Al hígado atrofiado le siguieron las gelatinas, locos como estaban todos los cocineros con la capacidad espesante del agar-agar, con su suavidad frente a las harinas y con su neutralidad frente a las invasivas natas. Pero gelatinas en pequeños dados, ojo, nada de aquellos áspics horteras de los años setenta que tanto le gustaban a Salvador Dalí para sacarse fotos barrocas haciendo el bobo. El Bulli comercializó el sifón de nitrógeno, uno de sus primeros inventos, y sus etéreas espumas remataron a las gelatinas, espumas servidas como nubes, pues lo mismo permitían licuar unas tristes acelgas hasta esponjarlas en algo hermoso que mejorar un dulce con la pompa de una nube de algodón. Empezaba la magia de las texturas y la decoración, el desconcierto en las bocas, las flores comestibles, el elemento crujiente imperativo (la pasta filo, qué hallazgo) y el brochazo de pintor en el plato para presentar cualquier salsa o aliño. «Va a comer usted un Foie bajando las escaleras sobre fondo vaporoso de hongos , de nuestra exposición monográfica de 1996».
En esta nueva escuela de pintura encajaron de maravilla los aceites verdes para aliñar, infusionando perejiles o albahacas en el jugo de la oliva y triturándolas hasta lograr una pasta clorofílica refulgente, cargada de aromas y densa.

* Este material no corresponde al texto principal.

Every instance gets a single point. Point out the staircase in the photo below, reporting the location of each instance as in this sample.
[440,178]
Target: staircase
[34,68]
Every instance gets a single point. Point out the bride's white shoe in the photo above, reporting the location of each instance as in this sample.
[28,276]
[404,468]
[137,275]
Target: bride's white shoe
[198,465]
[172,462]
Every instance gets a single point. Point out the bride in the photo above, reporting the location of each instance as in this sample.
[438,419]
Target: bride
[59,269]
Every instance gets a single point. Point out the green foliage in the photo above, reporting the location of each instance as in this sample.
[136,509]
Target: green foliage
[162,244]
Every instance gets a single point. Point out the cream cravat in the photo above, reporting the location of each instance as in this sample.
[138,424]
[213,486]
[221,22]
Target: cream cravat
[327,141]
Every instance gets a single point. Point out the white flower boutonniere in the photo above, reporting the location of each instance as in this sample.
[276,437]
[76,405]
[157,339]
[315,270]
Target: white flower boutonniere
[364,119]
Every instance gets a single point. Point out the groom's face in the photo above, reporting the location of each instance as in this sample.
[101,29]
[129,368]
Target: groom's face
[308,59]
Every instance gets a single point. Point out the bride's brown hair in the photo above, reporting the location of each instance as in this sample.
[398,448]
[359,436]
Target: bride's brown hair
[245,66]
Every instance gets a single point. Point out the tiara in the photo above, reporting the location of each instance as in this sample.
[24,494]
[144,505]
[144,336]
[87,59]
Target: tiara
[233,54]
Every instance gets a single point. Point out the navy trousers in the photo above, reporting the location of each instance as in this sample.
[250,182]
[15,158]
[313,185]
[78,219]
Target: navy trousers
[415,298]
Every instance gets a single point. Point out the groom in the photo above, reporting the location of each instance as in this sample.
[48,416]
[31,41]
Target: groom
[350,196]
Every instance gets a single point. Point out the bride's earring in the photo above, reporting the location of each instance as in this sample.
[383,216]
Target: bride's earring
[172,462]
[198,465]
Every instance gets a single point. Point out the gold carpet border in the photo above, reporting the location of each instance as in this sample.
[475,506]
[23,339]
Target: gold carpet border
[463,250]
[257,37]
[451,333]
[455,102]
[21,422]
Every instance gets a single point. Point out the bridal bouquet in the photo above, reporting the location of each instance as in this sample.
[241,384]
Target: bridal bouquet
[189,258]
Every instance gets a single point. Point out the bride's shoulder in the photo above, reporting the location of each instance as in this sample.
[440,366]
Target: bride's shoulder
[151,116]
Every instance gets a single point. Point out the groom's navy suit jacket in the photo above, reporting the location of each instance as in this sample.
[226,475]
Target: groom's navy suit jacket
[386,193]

Pero amén de pintarrajear los platos había que contrastar texturas, y a los aceites les siguieron las arenas como guarnición contrapuesta, arenas resultantes de la deshidratación de carnes, pescados o champiñones que se fueron adelgazando a su vez en el fondo del plato hasta convertirse en polvo; en polvo de setas, polvo de chocolate, polvo de rodaballo, polvo de estrellas, claro. Porque no es lo mismo un polvo de queso que un queso en polvo, por supuesto.

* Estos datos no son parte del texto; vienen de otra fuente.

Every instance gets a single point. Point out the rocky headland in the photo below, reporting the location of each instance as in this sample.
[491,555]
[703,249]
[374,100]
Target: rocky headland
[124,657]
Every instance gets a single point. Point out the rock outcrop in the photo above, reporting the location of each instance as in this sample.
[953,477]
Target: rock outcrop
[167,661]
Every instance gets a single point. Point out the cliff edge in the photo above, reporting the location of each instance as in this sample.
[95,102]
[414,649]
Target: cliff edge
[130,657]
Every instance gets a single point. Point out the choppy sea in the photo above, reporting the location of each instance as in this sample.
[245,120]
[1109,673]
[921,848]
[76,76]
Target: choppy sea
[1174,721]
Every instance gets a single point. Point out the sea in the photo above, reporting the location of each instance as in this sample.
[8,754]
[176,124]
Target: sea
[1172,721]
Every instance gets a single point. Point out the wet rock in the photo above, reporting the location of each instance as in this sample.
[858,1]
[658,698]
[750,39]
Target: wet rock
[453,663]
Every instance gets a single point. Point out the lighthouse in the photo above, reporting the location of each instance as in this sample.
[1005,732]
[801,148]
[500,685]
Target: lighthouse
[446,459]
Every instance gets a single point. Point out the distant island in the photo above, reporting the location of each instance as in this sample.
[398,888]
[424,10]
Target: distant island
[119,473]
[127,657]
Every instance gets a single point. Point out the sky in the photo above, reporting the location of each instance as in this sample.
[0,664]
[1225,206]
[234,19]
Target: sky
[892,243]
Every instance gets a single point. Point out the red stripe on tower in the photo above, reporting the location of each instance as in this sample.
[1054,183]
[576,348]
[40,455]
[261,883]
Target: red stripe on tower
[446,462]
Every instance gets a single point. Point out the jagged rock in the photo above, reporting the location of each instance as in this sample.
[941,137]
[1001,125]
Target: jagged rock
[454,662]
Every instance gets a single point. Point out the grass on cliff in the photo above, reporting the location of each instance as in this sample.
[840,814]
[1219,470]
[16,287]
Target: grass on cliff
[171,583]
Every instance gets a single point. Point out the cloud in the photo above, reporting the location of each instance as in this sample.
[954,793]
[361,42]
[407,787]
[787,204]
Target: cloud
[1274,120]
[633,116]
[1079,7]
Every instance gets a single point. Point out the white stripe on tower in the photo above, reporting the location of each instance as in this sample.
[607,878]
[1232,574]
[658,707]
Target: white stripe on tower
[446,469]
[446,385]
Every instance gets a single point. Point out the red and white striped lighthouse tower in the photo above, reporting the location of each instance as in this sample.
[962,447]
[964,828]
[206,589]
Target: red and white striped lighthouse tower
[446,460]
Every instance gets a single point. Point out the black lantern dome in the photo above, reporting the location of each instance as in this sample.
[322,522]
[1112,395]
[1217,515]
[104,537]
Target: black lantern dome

De entre todas las setas, los nuevos chefs se enamoraron con fruición de la boletus, que casualmente era la más cara, o que aumentó descabelladamente su precio a causa de ese idilio nacional. Las lujuriosas láminas de boletus se soltaban sin parar sobre esas negras bandejas de pizarra que ahora empezaban a sustituir a los platos, y que dejaban sin uñas a tantos y tantos camareros al retirar el servicio. Boletus a la plancha, boletus en sopas, en salsas, en croquetas… ¿De dónde salen tantos boletus, por dios bendito?